In perusing it vaguely the other day, I saw a lovely Lebanese omelette recipe, and I'd been thinking about doing a spinach with blackeye beans and caramelised onions recipe for a while, so I thought - just do the bloody thing. Andthen one thing led to another. These are the Lebanese recipes I've attempted so far:
Spinach with beans and caramelised onions: really nice but I did too many beans. Will do again some time.
Cheesy omelette/s: This you do either as one big omelette (spanish style) or as small individual omelettes. My lovely friends Yoz and Bob were coming over with wee Dexter so for that reason, as well as thinking that maybe Nora might have some, I did them as individual omelettes.
Absolutely *delicious*. Basically, you mash feta, and do your omelette er, batter, I guess, with fresh mint, fresh flat leaf parsley, spring onions and white pepper. Mix it all up together, and splat half ladel-fuls in to the omelette pan.

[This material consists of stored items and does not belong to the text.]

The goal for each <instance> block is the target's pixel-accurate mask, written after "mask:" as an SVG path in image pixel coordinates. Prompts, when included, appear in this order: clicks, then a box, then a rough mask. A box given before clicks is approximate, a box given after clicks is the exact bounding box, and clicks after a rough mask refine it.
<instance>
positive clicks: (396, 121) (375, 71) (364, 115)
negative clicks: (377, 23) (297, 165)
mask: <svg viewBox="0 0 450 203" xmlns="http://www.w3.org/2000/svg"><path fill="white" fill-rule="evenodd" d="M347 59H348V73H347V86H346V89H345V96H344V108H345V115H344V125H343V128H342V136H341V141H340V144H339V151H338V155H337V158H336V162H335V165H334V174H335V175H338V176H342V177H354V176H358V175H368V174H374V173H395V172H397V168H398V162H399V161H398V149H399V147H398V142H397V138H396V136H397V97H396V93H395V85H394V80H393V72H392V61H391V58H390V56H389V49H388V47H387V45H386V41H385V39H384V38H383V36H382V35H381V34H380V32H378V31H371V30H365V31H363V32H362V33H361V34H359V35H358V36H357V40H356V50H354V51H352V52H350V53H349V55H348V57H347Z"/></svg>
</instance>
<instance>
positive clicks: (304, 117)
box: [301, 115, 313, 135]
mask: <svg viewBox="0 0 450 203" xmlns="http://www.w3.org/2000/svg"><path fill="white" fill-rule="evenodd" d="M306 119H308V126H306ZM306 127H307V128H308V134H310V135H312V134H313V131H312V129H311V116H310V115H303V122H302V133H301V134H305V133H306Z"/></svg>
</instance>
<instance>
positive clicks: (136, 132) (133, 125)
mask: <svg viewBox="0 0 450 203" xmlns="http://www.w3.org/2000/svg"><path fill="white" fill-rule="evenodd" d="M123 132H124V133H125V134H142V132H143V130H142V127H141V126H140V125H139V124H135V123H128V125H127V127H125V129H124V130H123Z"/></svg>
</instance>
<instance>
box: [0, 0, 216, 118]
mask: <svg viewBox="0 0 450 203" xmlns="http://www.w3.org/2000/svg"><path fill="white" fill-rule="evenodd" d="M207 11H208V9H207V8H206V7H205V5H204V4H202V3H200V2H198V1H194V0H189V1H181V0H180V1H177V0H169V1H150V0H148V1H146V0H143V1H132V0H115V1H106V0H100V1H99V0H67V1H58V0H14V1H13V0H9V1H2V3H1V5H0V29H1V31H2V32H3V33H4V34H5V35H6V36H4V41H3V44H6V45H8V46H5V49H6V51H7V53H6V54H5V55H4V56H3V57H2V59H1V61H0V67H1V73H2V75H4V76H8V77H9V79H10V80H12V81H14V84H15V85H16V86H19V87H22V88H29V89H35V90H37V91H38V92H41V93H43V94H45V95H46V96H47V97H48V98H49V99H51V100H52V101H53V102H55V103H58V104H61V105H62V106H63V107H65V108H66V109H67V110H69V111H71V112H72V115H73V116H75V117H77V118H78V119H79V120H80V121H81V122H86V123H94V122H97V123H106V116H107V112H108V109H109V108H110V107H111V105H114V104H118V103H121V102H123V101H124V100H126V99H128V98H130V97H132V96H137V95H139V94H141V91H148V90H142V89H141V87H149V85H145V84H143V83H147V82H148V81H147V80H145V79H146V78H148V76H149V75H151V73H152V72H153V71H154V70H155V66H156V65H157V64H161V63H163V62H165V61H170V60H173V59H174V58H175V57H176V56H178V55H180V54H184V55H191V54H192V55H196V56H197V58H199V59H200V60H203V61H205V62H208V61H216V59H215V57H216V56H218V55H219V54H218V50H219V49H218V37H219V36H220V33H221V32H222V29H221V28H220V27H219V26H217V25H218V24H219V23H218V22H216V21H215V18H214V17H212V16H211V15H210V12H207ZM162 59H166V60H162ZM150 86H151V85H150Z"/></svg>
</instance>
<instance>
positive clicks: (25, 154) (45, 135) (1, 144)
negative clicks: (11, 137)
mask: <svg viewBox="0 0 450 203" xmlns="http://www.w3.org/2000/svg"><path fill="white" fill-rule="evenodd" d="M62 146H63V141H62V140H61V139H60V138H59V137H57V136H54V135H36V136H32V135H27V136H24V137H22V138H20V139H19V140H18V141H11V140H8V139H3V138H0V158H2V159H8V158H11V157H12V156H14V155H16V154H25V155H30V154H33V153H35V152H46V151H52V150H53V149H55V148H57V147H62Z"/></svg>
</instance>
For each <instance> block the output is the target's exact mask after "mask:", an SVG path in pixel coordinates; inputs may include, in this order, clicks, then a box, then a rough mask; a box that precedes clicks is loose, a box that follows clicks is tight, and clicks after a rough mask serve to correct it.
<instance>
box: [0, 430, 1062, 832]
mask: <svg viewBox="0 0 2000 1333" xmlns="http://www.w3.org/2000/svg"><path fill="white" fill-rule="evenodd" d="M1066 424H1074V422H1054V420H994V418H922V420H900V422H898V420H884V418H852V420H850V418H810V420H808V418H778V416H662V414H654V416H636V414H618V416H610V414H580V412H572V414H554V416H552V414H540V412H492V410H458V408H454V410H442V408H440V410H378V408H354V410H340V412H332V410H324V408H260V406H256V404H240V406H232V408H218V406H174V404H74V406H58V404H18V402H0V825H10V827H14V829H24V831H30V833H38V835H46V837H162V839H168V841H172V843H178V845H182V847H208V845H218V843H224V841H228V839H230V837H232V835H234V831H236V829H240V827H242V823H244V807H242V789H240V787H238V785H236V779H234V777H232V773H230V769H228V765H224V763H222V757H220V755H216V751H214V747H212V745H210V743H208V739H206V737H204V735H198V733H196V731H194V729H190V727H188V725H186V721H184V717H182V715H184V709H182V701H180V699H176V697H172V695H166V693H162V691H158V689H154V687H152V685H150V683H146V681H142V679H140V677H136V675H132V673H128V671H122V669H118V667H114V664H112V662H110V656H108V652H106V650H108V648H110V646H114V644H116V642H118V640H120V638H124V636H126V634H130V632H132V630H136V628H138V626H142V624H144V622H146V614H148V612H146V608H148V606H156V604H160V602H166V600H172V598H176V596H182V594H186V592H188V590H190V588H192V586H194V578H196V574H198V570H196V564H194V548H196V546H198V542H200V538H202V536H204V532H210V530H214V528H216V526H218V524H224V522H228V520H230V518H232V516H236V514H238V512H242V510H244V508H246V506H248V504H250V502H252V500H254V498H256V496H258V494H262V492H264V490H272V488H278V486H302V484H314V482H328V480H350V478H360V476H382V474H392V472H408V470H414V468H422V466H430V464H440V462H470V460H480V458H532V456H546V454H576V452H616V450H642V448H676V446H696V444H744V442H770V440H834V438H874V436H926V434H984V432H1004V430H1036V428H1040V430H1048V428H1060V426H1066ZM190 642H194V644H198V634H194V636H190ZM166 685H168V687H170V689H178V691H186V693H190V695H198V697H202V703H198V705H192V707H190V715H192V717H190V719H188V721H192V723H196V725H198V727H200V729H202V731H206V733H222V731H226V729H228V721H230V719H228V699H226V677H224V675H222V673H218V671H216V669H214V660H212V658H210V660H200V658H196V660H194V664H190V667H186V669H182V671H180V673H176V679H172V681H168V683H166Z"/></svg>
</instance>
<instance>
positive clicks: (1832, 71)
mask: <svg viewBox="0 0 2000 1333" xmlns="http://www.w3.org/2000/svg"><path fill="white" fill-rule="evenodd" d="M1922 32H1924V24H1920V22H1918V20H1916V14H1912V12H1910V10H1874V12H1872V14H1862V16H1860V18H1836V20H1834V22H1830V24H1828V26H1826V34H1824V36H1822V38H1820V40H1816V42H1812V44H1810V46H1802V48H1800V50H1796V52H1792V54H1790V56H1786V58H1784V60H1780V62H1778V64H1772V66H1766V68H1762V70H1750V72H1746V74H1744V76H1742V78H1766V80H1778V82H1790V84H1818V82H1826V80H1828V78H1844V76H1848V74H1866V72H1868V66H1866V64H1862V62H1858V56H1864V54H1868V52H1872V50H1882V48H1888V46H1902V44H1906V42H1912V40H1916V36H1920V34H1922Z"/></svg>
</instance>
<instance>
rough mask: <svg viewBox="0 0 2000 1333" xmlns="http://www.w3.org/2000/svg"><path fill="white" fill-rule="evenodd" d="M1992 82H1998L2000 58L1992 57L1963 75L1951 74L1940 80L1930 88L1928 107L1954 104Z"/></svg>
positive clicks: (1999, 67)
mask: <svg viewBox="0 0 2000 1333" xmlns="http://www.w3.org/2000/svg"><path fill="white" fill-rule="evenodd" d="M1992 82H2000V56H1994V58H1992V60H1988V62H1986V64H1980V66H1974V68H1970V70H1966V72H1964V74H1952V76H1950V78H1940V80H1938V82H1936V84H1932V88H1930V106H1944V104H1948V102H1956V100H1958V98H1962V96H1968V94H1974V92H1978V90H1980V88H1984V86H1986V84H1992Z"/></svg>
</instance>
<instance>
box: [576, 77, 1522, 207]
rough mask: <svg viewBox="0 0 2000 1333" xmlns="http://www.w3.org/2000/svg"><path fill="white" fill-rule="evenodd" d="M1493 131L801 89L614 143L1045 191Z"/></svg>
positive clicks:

Out came these fantastic, sun shaped, crispy little chesy delights, bursting with fresh,crunchy onion flavour, and the aromatic mint and parsley - wow. Wow. What's truly marvellous about this food is that whilst in the UK we have come to understand that"the meditteranean diet" is very healthy, we tend to put the blinkers on once we've got to Spain. Here is more Med food which is closely linked to Greek, for example and is positively humming with fresh healthiness.
Then today I went a bit bonkers and made green lentils with caramelised onions and pasta (nice and earthy but I made too much really) and much more impressively, an astonishingly delicious lentil soup with rice. So incredibly simple. Stock, lentils, rice, coriander, pepper. 45 minutes of cooking and yet more caramelised onions plus some ground cumin (my favourite spice) placed on top. The real clincher though is a quarter of a lemon, drizzled in to the soup when you have yours placed in front of you. Mysterious, new but there again, comfortingly familiar.
There are many more recipes I want to do from the Lebanese section - the idea is to "do" one culinary adventure at a time. The Moroccan section has some delicious looking vegetarian dishes too. Meanwhile, there's still one portion of the soup left (but not for long). I don't think I'd be sticking my neck out if I said that I may well be cooking that for myself for lunches fairly regularly when I go back to work.
You know what else? Much vegetarian food that you find in UK based recipe books is dull as ditchwater, tasting of nothing. The ubiquitous tomato is dragged in at any opportunity as if to say "Look! It's Meditteranean, it must be good!". But here in the space of a few days, I've discovered really new, and exciting tastes - very different from anything I've had in restaurants, using completely fresh and easily get-able ingredients. The food is for the most part extremely simple to make and yet is fantastic. That book was an excellent investment.